Oh my! So much goes on with this neighbor I can't keep up. I'm going to jump to yesterday's excitement before I back up. Yesterday, Code Enforcement was out to cite her and her live-in for A)storing their household trash outdoors on their property (yes, Virginia, that is illegal) and then for burning said household trash (which they did Monday, pictures coming!). Moments after Code Enforcement left, shock of shocks!, she called the police and complained that I had trespassed on her property!

She claimed I just "walked right in" to her house on Tuesday. I knocked on her kitchen door. The kitchen door is immediately inside the laundry room, the door to which she always leaves open (as you can see in this picture here), even when she goes away during the day (to buy her crack or whatever it is that she does; I assure you she's not working in any legally recognized sense). You don't actually have to step inside the house to knock on the kitchen door, but she used this as a pretense to claim I was trespassing on "her" "property" (which she doesn't own, of course).

Oy. The officer who came out was very nice and suggested I at least try to "keep the peace a little" between us, but that was all.

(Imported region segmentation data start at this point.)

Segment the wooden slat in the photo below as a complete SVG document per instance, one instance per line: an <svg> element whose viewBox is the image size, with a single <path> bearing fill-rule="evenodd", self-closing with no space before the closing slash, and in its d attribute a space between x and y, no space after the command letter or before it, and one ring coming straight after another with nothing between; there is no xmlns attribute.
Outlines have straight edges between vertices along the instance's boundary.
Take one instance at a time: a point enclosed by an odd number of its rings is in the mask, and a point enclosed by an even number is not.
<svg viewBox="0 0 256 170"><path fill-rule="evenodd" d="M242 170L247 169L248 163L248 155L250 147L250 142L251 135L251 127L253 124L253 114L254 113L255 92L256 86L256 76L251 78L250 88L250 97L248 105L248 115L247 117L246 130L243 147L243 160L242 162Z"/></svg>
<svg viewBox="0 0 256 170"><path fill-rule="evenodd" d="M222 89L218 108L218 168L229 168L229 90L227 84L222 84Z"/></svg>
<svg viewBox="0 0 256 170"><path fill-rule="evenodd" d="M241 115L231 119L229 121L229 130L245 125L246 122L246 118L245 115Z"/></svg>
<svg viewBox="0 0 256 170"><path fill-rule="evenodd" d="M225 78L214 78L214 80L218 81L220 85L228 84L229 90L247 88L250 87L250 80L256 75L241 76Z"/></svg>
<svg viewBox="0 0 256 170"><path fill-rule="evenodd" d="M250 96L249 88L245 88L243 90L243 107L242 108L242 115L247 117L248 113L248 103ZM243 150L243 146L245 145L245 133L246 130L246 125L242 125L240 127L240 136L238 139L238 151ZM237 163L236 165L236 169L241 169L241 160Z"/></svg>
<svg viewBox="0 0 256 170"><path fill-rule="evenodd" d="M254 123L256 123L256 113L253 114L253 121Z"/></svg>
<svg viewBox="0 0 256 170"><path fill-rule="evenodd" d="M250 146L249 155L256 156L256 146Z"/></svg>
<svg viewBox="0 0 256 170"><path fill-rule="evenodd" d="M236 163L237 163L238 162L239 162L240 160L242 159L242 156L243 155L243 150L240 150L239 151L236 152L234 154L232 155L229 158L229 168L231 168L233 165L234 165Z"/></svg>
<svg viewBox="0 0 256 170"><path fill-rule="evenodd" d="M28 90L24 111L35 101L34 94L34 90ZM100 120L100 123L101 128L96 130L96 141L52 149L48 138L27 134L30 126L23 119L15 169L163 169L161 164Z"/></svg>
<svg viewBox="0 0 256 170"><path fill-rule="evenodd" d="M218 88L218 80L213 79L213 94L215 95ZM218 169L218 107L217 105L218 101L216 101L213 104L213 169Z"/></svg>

They talk to a lot of drug users. They know. After all the last thing I want is them breaking into my house to steal things to support themselves.

Before I go I'd like to mention that this has been a full week for the county's law enforcement agencies, with visits from three different ones to the same address--code enforcement, followed by the sherriff's office, and then animal control today. And since these people moved in, there's been a call to some such agency or another on about a bi-weekly basis. Before that--in all the time we lived here before she moved in--nobody on this street ever called out anybody. It's a good, safe, friendly neighborhood; the people are friendly, the dogs are friendly, we all respect one another's property but don't fear crossing through a yard or knocking on a door. It's life in rural America. Then the drug addicts move in, and it all goes to shit. Smittywife noted yesterday that she's sick of that woman (our neighbor) ruining her days off, and I agree.